Em relação à conexão no processo penal, é correto afirmar que:
- A)a conexão que justifica a fixação da competência demanda a avaliação, caso a caso, da necessidade de julgamento conjunto dos delitos para melhor esclarecimento dos fatos ou para prevenir decisões judiciais conflitantes;
Certa, porque a conexão serve justamente para avaliar, no caso concreto, se a reunião dos delitos melhora o esclarecimento dos fatos e evita decisões conflitantes.
- B)a conexão determina a reunião dos processos, em diferentes fases procedimentais, seja na fase de investigação preliminar, na fase de instrução processual ou na fase recursal;
Errada, porque a conexão não impõe reunião automática em qualquer fase, e a reunião recursal ou investigativa não funciona dessa forma ampla e genérica.
- C)a descoberta de vários delitos em uma mesma diligência implica a existência de conexão entre eles, em razão da conexão intersubjetiva, da conexão finalista ou da conexão instrumental;
Errada, porque a mera descoberta de vários delitos na mesma diligência não gera, por si só, conexão; é preciso enquadramento nas hipóteses legais do art. 76 do CPP.
- D)o fato de um mesmo agente praticar tanto crimes estaduais quanto crimes federais induz a reunião dos processos na Justiça Federal para o julgamento de todos os delitos;
Errada, porque a presença de crimes estaduais e federais não desloca automaticamente tudo para a Justiça Federal; a competência segue regras específicas, e não uma absorção geral.
- E)a prorrogação de competência, por força da conexão, é aceita quando houver dependência ou vínculo existente entre os fatos, desde que formem uma espécie de unidade.

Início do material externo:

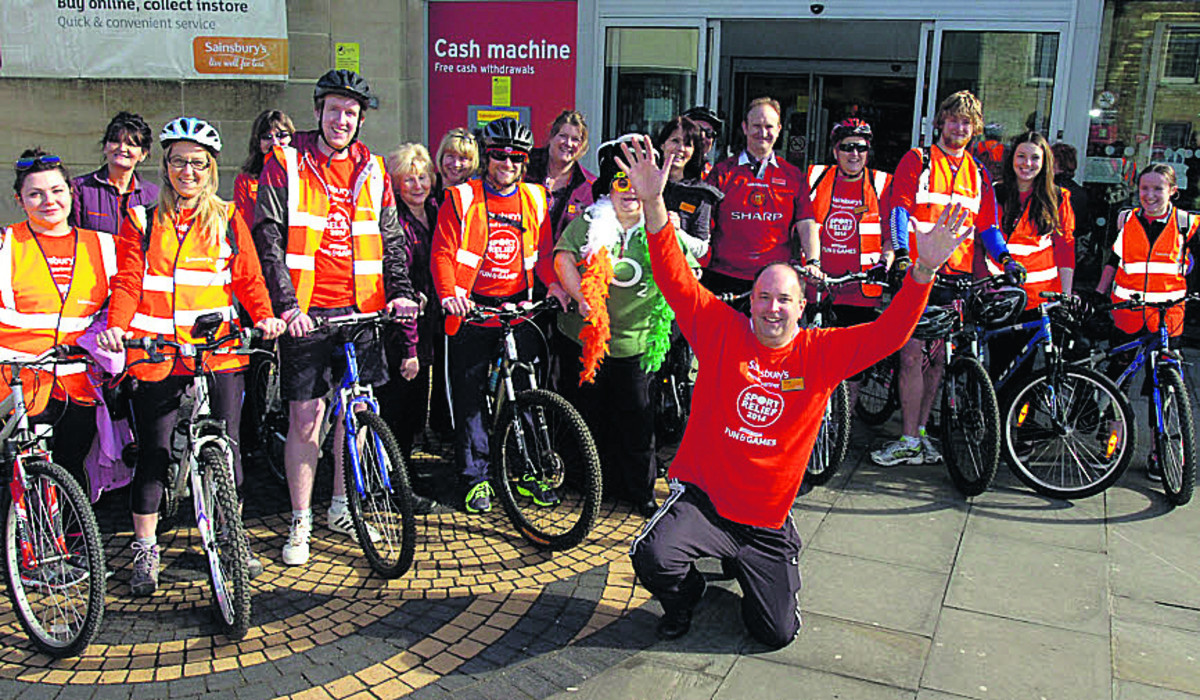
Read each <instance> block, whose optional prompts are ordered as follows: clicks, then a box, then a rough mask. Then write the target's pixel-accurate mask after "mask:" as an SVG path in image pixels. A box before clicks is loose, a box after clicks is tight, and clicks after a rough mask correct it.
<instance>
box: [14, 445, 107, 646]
mask: <svg viewBox="0 0 1200 700" xmlns="http://www.w3.org/2000/svg"><path fill="white" fill-rule="evenodd" d="M25 478H26V483H25V484H24V495H23V496H22V501H23V505H24V509H25V522H24V523H23V525H22V523H19V517H18V513H17V504H18V502H17V501H14V499H13V498H12V495H11V491H10V489H8V487H7V485H6V486H5V489H4V491H5V492H6V495H5V498H4V502H5V519H4V555H5V556H4V567H5V580H6V581H7V584H8V597H10V599H11V600H12V606H13V609H14V610H16V611H17V620H19V621H20V626H22V628H24V630H25V633H26V634H29V639H30V640H32V642H34V646H36V647H37V648H38V650H40V651H41V652H43V653H46V654H49V656H52V657H58V658H61V657H71V656H77V654H79V652H82V651H83V650H84V648H86V646H88V645H89V644H91V640H92V639H95V638H96V633H97V632H98V630H100V623H101V620H102V618H103V617H104V588H106V582H104V546H103V543H102V542H101V539H100V528H98V527H96V516H95V514H94V513H92V510H91V503H90V502H89V501H88V497H86V496H85V495H84V492H83V489H80V487H79V484H78V483H76V480H74V479H73V478H71V475H70V474H67V472H66V469H64V468H62V467H60V466H58V465H54V463H50V462H47V461H42V460H32V461H29V462H26V463H25Z"/></svg>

Errada, porque a noção de dependência ou vínculo entre fatos remete à conexão, mas a redação mistura isso com prorrogação de competência de modo impreciso e sem a técnica legal adequada.
Gabarito: A
A conexão, no processo penal, é a situação em que dois ou mais crimes ou processos têm um vínculo relevante entre si, e isso pode justificar a reunião dos feitos para julgamento conjunto. A ideia central é bem prática: se os fatos conversam entre si, o juiz evita decisões desencontradas e facilita a reconstrução da verdade. É o tipo de regra que existe para o processo não virar uma colcha de retalhos. No CPP, a conexão aparece no art. 76, com hipóteses como conexão intersubjetiva, teleológica e instrumental/probatória. A consequência, em regra, é a reunião dos processos, nos termos do art. 79, quando isso for possível e útil ao melhor esclarecimento dos fatos. A doutrina e a jurisprudência também tratam a conexão como instrumento voltado à racionalidade do julgamento, especialmente para evitar decisões contraditórias. Por isso, a alternativa A está correta: a fixação da competência por conexão exige analisar, no caso concreto, se o julgamento conjunto realmente ajuda no esclarecimento dos fatos ou na prevenção de decisões conflitantes. Não é uma fórmula mágica automática; depende da utilidade processual da reunião dos feitos. Cuidado para não confundir conexão com uma simples coincidência de acontecimentos. Nem todo crime descoberto no mesmo contexto está conectado juridicamente, e nem toda reunião de processos é obrigatória em qualquer fase ou em qualquer justiça. A conexão tem regras próprias e, muitas vezes, a competência deslocada segue o critério do juízo prevalente, mas sempre com base nas hipóteses legais.